W serii jak dotąd pisałam tylko raz, krótko. Nie moja wina – pomysłodawczyni zrezygnowała, nie napisawszy ani jednego rozdziału.
Ale przejdźmy do mojej postaci.
Charlotte Villars…
…albo po prostu Lotta. Ma szesnaście lat, a twarzy użyczy jej Alexis Bledel.
Charlotte uczęszcza do pierwszej klasy publicznego liceum – całkiem zwykłej i pospolitej szkoły, ze wszystkich sił starającej się dorównać Belladonne zarówno poziomem nauczania jak i ilością atrakcji. Stąd zapewne przerażająca ilość prac domowych, projektów, w których siłą rzeczy uczniowie muszą brać udział, stąd dyskoteki, organizowane tam z byle okazji. I – zapewne – stąd też szkolne audycje radiowe, prowadzone właśnie przez Lottę.
Nauczyciele zwykli mówić o Charlottcie, że ma „lekką wymowę i niesamowite pomysły”. Złośliwcy wolą określenie: „Gada jak nakręcona i – wierz lub nie – ale na pewno ma coś z głową”.
W obu stwierdzeniach jest dużo prawdy.
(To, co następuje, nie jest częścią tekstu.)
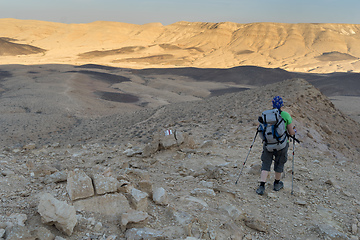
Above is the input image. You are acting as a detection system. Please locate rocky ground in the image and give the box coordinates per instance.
[0,79,360,239]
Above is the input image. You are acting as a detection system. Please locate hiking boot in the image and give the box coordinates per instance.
[274,181,284,191]
[256,186,265,195]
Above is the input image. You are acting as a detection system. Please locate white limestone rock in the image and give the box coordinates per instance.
[38,193,77,236]
[129,188,149,211]
[120,209,149,231]
[74,193,130,216]
[93,174,120,195]
[153,187,169,205]
[66,169,94,201]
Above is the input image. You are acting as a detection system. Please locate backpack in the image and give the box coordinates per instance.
[258,109,287,152]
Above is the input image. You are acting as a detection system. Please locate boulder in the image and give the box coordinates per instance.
[44,171,68,184]
[125,227,165,240]
[120,209,149,231]
[33,227,55,240]
[93,174,120,195]
[129,188,149,211]
[38,193,77,236]
[152,187,169,205]
[66,169,94,201]
[74,193,130,217]
[6,225,36,240]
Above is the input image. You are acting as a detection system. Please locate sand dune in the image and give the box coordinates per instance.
[0,19,360,73]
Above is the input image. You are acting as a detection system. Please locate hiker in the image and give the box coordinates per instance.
[256,96,296,195]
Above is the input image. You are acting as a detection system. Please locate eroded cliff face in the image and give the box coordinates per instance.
[0,19,360,73]
[0,79,360,239]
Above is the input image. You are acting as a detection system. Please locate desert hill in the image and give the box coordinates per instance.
[0,19,360,73]
[0,78,360,240]
[0,64,360,146]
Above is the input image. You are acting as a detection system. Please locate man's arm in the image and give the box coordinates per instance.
[286,123,296,136]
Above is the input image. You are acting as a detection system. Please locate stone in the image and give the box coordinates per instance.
[174,130,185,145]
[138,180,153,196]
[10,213,27,226]
[200,140,215,148]
[118,179,134,193]
[244,216,269,233]
[129,188,149,211]
[315,224,348,240]
[153,187,169,205]
[325,178,341,189]
[44,171,68,184]
[126,169,150,182]
[6,225,35,240]
[66,169,94,201]
[38,193,77,236]
[120,209,149,231]
[160,130,178,149]
[125,227,165,240]
[0,228,5,238]
[295,199,307,206]
[74,193,130,216]
[123,147,143,157]
[221,205,245,221]
[93,174,120,195]
[54,236,66,240]
[33,227,55,240]
[190,188,216,197]
[23,143,36,150]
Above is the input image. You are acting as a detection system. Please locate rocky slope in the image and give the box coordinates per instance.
[0,19,360,73]
[0,79,360,240]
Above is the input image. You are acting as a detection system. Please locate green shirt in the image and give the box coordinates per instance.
[281,111,292,128]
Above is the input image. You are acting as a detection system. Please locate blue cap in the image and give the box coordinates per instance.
[272,96,284,109]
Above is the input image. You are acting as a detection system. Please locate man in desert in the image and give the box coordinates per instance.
[256,96,296,195]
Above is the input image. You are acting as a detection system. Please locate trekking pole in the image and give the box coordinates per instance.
[291,133,300,195]
[235,129,259,184]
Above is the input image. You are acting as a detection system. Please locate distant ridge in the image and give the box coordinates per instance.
[0,38,46,56]
[0,19,360,73]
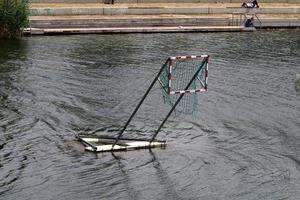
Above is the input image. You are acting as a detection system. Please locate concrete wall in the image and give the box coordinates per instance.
[29,0,300,3]
[31,7,300,15]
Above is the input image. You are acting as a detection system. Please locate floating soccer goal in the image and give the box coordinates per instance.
[76,55,209,152]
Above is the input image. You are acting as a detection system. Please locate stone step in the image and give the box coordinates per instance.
[29,0,300,4]
[30,6,300,16]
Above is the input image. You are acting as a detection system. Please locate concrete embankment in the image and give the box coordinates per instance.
[27,3,300,34]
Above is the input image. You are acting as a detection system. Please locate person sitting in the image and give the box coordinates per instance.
[242,0,259,8]
[245,17,254,27]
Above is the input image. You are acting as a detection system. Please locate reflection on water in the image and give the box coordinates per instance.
[0,30,300,199]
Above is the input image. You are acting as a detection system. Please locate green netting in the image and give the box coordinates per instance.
[159,58,206,114]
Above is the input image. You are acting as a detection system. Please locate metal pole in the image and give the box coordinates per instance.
[112,59,169,149]
[150,56,209,143]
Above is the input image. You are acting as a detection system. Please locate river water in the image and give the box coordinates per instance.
[0,30,300,200]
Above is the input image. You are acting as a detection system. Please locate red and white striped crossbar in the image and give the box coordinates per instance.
[168,55,209,94]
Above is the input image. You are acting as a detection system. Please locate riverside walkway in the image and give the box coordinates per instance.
[26,3,300,34]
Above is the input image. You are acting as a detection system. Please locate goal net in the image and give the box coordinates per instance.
[158,55,209,114]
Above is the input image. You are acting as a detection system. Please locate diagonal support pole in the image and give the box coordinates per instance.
[150,56,209,143]
[112,59,169,149]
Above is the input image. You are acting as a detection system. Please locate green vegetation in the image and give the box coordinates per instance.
[0,0,29,38]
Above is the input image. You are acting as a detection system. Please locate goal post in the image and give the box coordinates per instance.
[77,55,209,152]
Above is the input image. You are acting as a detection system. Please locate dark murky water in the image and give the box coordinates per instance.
[0,30,300,200]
Młoda panna Villars jest z natury refleksyjna. Czyta dużo i chętnie, nie stroniąc nawet od lektur szkolnych i pisanych archaicznym językiem wierszy. Lubi śpiewaną poezję. Uwielbia rozkładać każdą przeczytaną historię na czynniki pierwsze i dzielić się ze słuchaczami swoimi spostrzeżeniami. Większość nauczycieli zachwyca się jej niekonwencjonalnym spojrzeniem na świat; rówieśnicy z jej metafizycznych wywodów rozumieją tylko tyle, że do radiowęzła dorwał się niebezpieczny szaleniec, który bredzi trzy po trzy.
Lotta nie ma przyjaciół i, co ciekawsze, nie odczuwa ich braku. Jest zbyt zajęta – szkołą, czytaniem, audycjami radiowymi, doglądaniem domu i całą masą konkursów (zwłaszcza historycznych), by szukać towarzystwa. Na co dzień tryska energią i optymizmem. Cierpliwa i uprzejma, łatwo odnajduje wspólny język ze starszymi.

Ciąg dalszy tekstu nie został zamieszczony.